Adaptation and Vulnerability: On the receiving end

It is an irony that the countries that are least responsible for emitting greenhouse gases (GHGs) are the most threatened by climate change. They need to make the necessary changes in their local environment to adapt to climate change. These adaptations have a huge cost, especially for developing countries. Fixing the historical responsibility of emitting GHGs on industrialised countries, the UNFCCC (in articles 4.3, 4.8 and 4.9) and its Kyoto Protocol (in article 3.14) have provisions whereby industrialised countries are to pay the costs of adaptations that developing countries might incur as part of their effort to deal with climate change.

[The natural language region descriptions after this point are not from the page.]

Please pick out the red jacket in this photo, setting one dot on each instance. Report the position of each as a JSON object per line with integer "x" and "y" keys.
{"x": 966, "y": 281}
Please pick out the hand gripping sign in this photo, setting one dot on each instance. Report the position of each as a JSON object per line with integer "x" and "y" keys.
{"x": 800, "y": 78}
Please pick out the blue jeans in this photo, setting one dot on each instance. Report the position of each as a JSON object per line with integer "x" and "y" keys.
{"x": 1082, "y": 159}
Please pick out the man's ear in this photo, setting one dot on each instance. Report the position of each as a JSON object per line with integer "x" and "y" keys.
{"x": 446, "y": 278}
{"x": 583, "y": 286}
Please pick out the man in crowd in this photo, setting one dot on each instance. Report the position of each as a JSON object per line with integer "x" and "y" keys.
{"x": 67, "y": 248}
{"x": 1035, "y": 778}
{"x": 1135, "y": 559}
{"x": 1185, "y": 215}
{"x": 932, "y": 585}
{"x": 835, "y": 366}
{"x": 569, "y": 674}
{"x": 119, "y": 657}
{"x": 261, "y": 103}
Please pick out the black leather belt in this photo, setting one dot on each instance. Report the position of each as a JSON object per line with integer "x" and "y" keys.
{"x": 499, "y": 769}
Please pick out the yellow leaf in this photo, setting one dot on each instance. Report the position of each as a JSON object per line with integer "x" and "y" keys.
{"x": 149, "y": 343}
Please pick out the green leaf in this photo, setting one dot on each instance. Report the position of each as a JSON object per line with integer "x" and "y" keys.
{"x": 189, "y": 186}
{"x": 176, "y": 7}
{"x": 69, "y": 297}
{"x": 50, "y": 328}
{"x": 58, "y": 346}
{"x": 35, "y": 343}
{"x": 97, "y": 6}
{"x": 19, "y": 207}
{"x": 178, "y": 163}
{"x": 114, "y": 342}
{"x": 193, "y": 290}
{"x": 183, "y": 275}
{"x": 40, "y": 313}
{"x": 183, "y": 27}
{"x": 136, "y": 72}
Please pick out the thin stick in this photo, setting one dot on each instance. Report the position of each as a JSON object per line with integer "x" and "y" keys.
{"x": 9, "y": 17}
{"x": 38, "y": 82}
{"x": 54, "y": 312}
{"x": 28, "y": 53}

Compensation is an issue linked to 'adaptability' and 'vulnerability'. Countries within the Organisation of Petroleum Exporting Countries (OPEC) claim they stand to lose a lot due to the shift away from fossil fuels that is required for controlling the carbon glut. Article 4.8 of the UNFCCC includes countries that depend on fossil fuels. At the plenary of CoP-6, OPEC stated that taxes on petroleum imposed by governments from across the world are lopsided as some other polluting fuels, coal, for example, are actually subsidised.

Informal consultations on adaptation and vulnerability were held in October 2000 in Geneva. The group recommended that Least Developed Countries (LDCs) should receive special treatment in the implementation of support programmes. The issue of compensation also came up. Some participants argued for a broad definitions of compensation. Others opposed the concept of compensation altogether. They contend any implied or explicit liability for adopting response measures to climate change, stating particularly that it would involve compensating some high-income developing countries. Moreover, this would also be a disincentive to implementing measures to address climate change, contradicting the very purpose of the UNFCCC. The issue came up for discussion at the plenarys, but was referred to a contact group that will report back by the morning of Saturday, 19 November.

Ambassador Tuiloma Neromi Slade, representative of Samoa as well as the Small Island States, says OPEC fears that its economic interests will be adversely affected if the provisions of the Kyoto Protocol are effectively implemented. "They are not rushing in. It would follow that they are not very interested. This is not helping accelerate the process of the Kyoto Protocol. The Small Island States believe that the protocol processes should be accelerated. It is the first time that we have had legally binding targets - they are small, inadequate targets but it is an important step in developing a global strategy and I think it's worth a try," says Ambassador Slade.

"The people of my country don't need the protocol to tell us that we need to adapt to climate change. We have erosion of the shores, the ocean temperatures are rising, serious storms and hurricanes, the seasonal cycle has gone haywire, the fish is running away and the corals are dead," he says. "We are here to agree on detailed plans on how we tackle adaptation. The only way is for countries of the South come up with ideas."

He adds that it would not be fair on the part of industrialised countries to limit financing of adaptation to the Clean Development Mechanism (CDM) of the protocol. They have the historic obligation to help developing countries.